Firstly, there's the privatisation of Royal Mail. Far from bringing in investment as we were promised this has sucked money out of the company. In just three and a half years, Royal Mail has paid out £770m in dividends to private shareholders. By April next year, when Royal Mail is planning to slash the pension entitlements of 90,000 postal workers on the grounds of affordability, this will be on course to exceed £1bn.

When hundreds of millions of pounds are being paid out every year to hedge funds, while the workers who deliver the service are denied a pay rise, there is something fundamentally wrong with the business model. And this isn't just a question of fairness. The new "commercial freedom" we were told privatisation would herald for Royal Mail has all too predictably delivered the tired old thinking of asset stripping and cost cutting.

Alongside the pressure on staff terms and conditions, Royal Mail is cutting around 3,000 full time jobs every year and since privatisation almost £200m of property has been sold off as a fifth of mail centres and more than 5% of delivery offices have been shut. This isn't a strategy for growth, innovation or of putting the customer first.
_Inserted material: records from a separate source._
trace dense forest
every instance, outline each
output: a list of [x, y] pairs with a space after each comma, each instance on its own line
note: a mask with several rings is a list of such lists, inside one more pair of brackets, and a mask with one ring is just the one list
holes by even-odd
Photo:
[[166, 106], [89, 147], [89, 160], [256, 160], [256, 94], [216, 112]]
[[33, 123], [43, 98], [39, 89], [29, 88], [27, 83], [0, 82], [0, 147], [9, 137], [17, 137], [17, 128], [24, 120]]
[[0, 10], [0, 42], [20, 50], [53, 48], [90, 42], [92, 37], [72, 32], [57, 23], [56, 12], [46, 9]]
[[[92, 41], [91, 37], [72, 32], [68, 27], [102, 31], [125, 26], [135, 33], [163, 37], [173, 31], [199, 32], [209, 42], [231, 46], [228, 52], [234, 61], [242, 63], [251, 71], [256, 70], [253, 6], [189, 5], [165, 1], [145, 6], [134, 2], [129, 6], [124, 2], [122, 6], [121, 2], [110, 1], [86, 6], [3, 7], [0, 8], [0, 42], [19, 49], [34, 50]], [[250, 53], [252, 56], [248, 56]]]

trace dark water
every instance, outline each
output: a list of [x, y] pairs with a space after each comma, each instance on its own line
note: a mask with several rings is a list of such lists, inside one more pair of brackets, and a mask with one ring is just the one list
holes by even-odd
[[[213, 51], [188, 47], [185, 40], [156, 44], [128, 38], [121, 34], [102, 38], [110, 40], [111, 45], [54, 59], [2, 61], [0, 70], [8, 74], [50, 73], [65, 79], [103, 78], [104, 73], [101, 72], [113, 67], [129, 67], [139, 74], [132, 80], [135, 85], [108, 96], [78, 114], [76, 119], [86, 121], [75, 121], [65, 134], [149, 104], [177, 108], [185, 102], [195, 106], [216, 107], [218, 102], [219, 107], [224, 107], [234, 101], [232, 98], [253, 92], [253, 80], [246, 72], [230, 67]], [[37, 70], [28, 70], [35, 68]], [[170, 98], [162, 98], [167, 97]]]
Perhaps an even more significant factor here is the combined effect of competition and the almost non-existent protection for workers across the postal sector as a whole. The regulator in the UK has created an artificial form of competition that makes about as much sense as the structure of the rail industry, with Royal Mail being forced to carry out the expensive delivery operation for companies that get a tidy profit from simply collecting mail from big businesses.

And when it comes to the parcels market, a whole industry has been created on a socially destructive business model. Workers are being exploited by being falsely classed as "self-employed" to deny them some of the most basic rights, like the minimum wage or sick pay. With some people earning as little as £2.50 an hour, this exploitation has been subsidised by the taxpayer in both benefit payments and tax avoidance. When you look at the postal industry, it is no wonder the country has a productivity problem.

In Royal Mail, through years of strong union representation, the CWU has set the benchmark on terms and conditions for workers across the sector. Yet the regulator Ofcom, via a warped view of efficiency, has relentlessly attacked the company and our members by demanding that it adopts "flexible" employment models. The only things that have stopped this so far in Royal Mail is the CWU's strength as a union and our legally binding agreement with the company - so it comes as little surprise that Ofcom has criticised as a barrier to efficiency.

Alongside our industrial stand to defend our members, we are also calling for political change. Royal Mail should be brought back into public ownership. We cannot allow unelected regulators to take their cue from the city in pushing socially destructive business models. And we need a bold new deal for other workers in the sector that brings an end to the exploitation that should have been consigned to the Victorian era.

Our vision of the postal industry and the future of Royal Mail is very different to the stale and short-term thinking of the board, the regulator and the Conservatives. Royal Mail will never succeed just by relying on the parcels market. Instead we are calling for real change, a far more ambitious growth strategy and proper empowerment of the company's greatest asset - its workforce.

No other organisation in the UK has people on every street, in every part of the country, six days a week the whole year round. From tailoring more services to specific local needs, to putting postal workers at the heart of community services and internet transactions, there can be a positive future for Royal Mail, its customers and our members. In taking a stand now it is this vision that we are fighting for.